The Princess sat there with a look of amazement, shock, and fear. She did not know what to say or how to behave. No one had ever spoken to her in that tone of voice. The doctor’s unpleasantly angry voice, his fumbling and stuttering, came like a harsh grating sound on her ears and on her brain: until she felt that the gesticulating doctor was beating her around the head with his hat.

“It’s not true at all,” she answered softly in an imploring voice. “I’ve done a lot of good things for people, and you know it!”

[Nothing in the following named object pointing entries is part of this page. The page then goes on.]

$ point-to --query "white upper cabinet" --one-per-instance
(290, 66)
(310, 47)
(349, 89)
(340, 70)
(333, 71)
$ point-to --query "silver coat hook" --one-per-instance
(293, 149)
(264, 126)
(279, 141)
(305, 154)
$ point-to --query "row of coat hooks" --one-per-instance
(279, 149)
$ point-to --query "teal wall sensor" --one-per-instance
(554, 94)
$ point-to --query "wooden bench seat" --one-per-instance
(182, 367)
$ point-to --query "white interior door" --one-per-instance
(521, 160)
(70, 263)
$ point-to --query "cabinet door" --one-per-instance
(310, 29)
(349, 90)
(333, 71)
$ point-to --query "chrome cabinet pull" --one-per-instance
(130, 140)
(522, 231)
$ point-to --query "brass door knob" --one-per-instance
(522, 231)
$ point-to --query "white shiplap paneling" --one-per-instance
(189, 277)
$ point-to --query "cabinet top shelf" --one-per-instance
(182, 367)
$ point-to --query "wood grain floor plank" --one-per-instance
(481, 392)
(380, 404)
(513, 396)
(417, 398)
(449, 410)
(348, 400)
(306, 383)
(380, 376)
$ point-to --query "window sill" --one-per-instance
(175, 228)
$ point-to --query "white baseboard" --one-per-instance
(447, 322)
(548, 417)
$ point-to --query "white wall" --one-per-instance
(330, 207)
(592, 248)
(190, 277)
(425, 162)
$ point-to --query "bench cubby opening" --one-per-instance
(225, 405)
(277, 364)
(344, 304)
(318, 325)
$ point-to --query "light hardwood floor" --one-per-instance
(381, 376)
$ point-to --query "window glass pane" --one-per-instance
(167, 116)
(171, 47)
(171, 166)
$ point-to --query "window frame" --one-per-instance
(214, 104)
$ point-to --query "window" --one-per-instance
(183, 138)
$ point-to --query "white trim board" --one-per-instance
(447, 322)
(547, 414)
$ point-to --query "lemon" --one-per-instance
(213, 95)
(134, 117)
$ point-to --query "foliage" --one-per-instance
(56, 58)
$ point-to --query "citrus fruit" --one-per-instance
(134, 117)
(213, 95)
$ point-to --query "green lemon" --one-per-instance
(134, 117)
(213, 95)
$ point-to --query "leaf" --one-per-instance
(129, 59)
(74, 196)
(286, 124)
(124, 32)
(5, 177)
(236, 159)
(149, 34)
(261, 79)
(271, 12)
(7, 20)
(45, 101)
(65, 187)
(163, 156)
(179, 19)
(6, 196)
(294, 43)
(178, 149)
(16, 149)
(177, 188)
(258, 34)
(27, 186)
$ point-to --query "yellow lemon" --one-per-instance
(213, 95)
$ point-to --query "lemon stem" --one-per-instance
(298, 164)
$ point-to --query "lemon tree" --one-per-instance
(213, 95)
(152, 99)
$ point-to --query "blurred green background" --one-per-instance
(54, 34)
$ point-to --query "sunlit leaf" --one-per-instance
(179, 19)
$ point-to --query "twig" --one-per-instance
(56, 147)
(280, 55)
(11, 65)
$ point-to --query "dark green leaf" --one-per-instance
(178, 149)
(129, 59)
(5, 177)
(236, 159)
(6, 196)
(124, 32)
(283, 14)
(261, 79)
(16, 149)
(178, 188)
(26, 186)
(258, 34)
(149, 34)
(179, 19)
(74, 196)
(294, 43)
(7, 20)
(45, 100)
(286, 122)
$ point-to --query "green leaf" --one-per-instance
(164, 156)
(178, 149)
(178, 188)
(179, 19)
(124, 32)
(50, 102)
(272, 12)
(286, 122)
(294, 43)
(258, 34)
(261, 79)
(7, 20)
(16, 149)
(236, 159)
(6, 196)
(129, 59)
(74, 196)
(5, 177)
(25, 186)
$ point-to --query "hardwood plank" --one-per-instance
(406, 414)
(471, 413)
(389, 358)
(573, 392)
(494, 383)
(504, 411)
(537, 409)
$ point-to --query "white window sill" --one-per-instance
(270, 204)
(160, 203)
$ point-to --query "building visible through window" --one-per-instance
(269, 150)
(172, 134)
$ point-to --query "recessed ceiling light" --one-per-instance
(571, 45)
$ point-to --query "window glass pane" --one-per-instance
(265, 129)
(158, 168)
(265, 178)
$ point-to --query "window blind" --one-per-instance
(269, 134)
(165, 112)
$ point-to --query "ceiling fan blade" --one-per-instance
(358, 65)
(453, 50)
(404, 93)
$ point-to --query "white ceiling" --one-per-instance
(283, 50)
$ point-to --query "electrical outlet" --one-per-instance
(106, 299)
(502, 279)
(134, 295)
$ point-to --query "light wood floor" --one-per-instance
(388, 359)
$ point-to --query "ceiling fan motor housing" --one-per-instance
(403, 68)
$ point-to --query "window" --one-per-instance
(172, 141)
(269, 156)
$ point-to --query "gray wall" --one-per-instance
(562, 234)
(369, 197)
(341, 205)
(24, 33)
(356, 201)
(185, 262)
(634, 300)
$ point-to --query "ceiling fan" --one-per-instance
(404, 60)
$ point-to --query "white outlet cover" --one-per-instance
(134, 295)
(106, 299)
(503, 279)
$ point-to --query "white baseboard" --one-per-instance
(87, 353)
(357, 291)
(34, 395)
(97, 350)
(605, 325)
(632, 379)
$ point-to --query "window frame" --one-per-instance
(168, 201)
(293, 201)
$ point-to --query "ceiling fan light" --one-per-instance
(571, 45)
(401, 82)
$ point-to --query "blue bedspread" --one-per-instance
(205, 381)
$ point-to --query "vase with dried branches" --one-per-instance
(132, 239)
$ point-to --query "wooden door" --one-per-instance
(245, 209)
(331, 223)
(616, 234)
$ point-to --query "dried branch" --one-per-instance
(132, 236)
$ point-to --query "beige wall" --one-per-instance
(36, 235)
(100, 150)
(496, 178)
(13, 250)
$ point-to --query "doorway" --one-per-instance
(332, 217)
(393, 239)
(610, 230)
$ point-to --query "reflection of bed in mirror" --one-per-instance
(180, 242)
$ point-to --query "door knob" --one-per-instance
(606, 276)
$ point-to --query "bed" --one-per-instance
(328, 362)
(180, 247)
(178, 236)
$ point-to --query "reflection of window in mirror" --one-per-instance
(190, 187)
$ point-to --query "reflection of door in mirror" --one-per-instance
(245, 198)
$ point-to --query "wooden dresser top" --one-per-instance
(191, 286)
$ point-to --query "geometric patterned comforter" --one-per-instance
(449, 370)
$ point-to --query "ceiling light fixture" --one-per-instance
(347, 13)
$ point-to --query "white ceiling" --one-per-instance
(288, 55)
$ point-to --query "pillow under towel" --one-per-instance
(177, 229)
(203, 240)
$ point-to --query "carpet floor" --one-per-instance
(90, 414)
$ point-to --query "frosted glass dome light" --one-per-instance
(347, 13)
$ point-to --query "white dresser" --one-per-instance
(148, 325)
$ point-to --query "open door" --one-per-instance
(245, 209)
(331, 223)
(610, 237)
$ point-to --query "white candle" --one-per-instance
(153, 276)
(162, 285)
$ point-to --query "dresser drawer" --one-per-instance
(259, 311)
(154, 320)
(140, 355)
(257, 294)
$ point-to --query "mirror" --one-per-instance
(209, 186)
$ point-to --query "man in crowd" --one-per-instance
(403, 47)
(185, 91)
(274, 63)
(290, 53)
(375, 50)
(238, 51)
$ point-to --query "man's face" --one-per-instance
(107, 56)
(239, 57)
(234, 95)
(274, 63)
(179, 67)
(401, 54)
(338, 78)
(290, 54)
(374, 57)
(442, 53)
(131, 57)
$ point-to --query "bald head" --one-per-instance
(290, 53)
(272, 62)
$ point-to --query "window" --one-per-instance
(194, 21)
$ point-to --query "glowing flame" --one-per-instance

“Stuff and nonsense!” the doctor shouted at her. “Can you possibly maintain that your philanthropic works were undertaken for a serious purpose—weren’t they just puppets being pulled on strings! They were nothing more than a farce from beginning to end! You were playing a game of loving your neighbor—such an obvious game that even children and stupid peasant women understood what you were doing! Take your—what do you call it?—rest home for homeless old women, of which I was appointed a kind of head doctor, and in which you played the role of honorary patroness. God have mercy on us, what a wonderful institution that was! You built a house with parquet flooring, and there was a weather vane on the roof, and a dozen old women were rounded up from the villages and made to sleep under blankets of some woolen stuff and sheets of Dutch linen, and given candy to eat!”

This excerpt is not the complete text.